De modo que surpreendente para mim foi Twelve trair Nine. E
isso é fantástico, o personagem está crescendo e ganhando vida própria, traindo
as expectativas que poderíamos ter sobre ele. É parecido com o que Gen Urobuchi comentou a respeito de sua personagem Homura [de Madoka Magica] em relação ao
ultimo filme da trilogia. Ele se preocupava com a reação das pessoas ao verem
Homura com uma postura como àquela do
filme, mas que isto significava que a personagem estava evoluindo
narrativamente, ao invés de se manter em status quo. Tais desdobramentos tornam
os dois últimos episódios de Zankyou no Terror imprevisíveis e excitantes,
jogando a trama numa direção irreversível.
***
Aliás, todas as pontas do mistério finalmente se veem
unidas, não é algo surpreendente de fato [com exceção da revelação sobre a
bomba atômica], todas as pistas soltas esboçavam para este fim. O laboratório realmente
fazia testes em crianças, tornando-as superdotadas em intelecto e realmente era
algo envolvendo os altos escalões japoneses e americanos, mas a forma como isto
é contado dá uma visão pavorosa e asquerosa em relação ao projeto. A
intercalação narrativa entre planos gerais do ambiente obscuro [com a chuva
caindo] da casa de Shingeru Yamamoto, os flashbacks monocromáticos que indicam
um fato ocorrido no passado e enquadramentos fechados nas feições de Shibazaki
e Hamura são fundamentais na dualidade do aspecto frio e melancólico desta
revelação na primeira parte. Inclusive, diz-se que Five foi a única sobrevivente
dos testes [já que os outros experimentos não viveram muito tempo], ao lado de
Nine e Twelve; Five desmaia ao final do episódio, logo; poderia ser que o tal
tempo que Nine vive dizendo para Twelve que está se acabando, é em relação à
vida deles? A ver.
Enfim, me faltam palavras para expressar o quão incrível foi
este episódio em termos de direção e roteiro, em especial a segunda parte, onde
o reencontro de Twelve e Lisa diz tantas coisas sobre os dois personagens com tantas
sutilidades ao lado de planos fechados e abertos, enquadramentos e angulações. Mesmo
o maior blefe do episódio se dá numa fração de segundos: a atitude de Five ao
ir em direção ao botão do controle nos últimos segundos quando Twelve parece
que não abrirá a boca, insinua que em nenhum momento ela iria explodir os dois
e já estava pronta para interromper a contagem, quando Twelve entrega a
localização da bomba. Five se mostrou mais calculista e fria do que aparentava.
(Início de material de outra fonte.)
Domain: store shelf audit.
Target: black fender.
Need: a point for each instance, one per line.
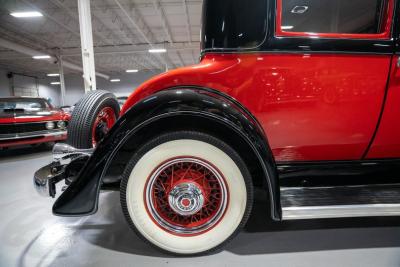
(81, 197)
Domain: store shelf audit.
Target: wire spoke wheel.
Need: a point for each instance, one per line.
(186, 196)
(186, 192)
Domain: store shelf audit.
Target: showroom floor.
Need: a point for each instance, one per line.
(31, 236)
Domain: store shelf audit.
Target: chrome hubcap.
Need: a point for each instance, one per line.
(186, 199)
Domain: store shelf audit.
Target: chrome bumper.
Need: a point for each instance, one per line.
(12, 137)
(67, 162)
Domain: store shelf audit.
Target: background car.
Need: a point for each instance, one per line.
(30, 121)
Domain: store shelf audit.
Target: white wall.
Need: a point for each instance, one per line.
(74, 85)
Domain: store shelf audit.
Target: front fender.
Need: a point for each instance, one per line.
(81, 197)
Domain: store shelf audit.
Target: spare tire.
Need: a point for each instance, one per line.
(92, 118)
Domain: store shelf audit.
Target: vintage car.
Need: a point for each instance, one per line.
(299, 98)
(30, 121)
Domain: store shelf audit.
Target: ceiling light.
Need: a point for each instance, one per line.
(41, 57)
(286, 27)
(158, 50)
(29, 14)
Desfruta do jogo, mas sabe que a simples captura de Twelve não resolveria o
problema da localização da bomba, seria preciso capturar os dois ou jogar com
um deles para que entregasse o esconderijo daquilo do qual estava atrás. Touché.
Trivia
O plano Atena me soa similar ao Lebensborn (significa “Fonte da Vida”), uma
fabrica de crianças arianas introduzido na Alemanha nazista de 1935. Fazia parte da crença nazista de “Raça
Superior” que dominaria parte da Europa. Com o sucesso dos experimentos no
começo da Segunda Guerra Mundial, o plano se estendeu por toda a Europa. As mulheres
que se submetiam ao projeto tinham que ser de origem ariana, muitas eram
forçadas a manterem relações sexuais com soldados nazistas, e as crianças
nascidas do projeto eram criadas por pais nazistas, adotivos ou não. O objetivo
era criar uma raça racialmente pura que dominasse o mundo. LOL. Essa é
basicamente o mote de Elfen Lied, um laboratório de testes para criar crianças evoluídas.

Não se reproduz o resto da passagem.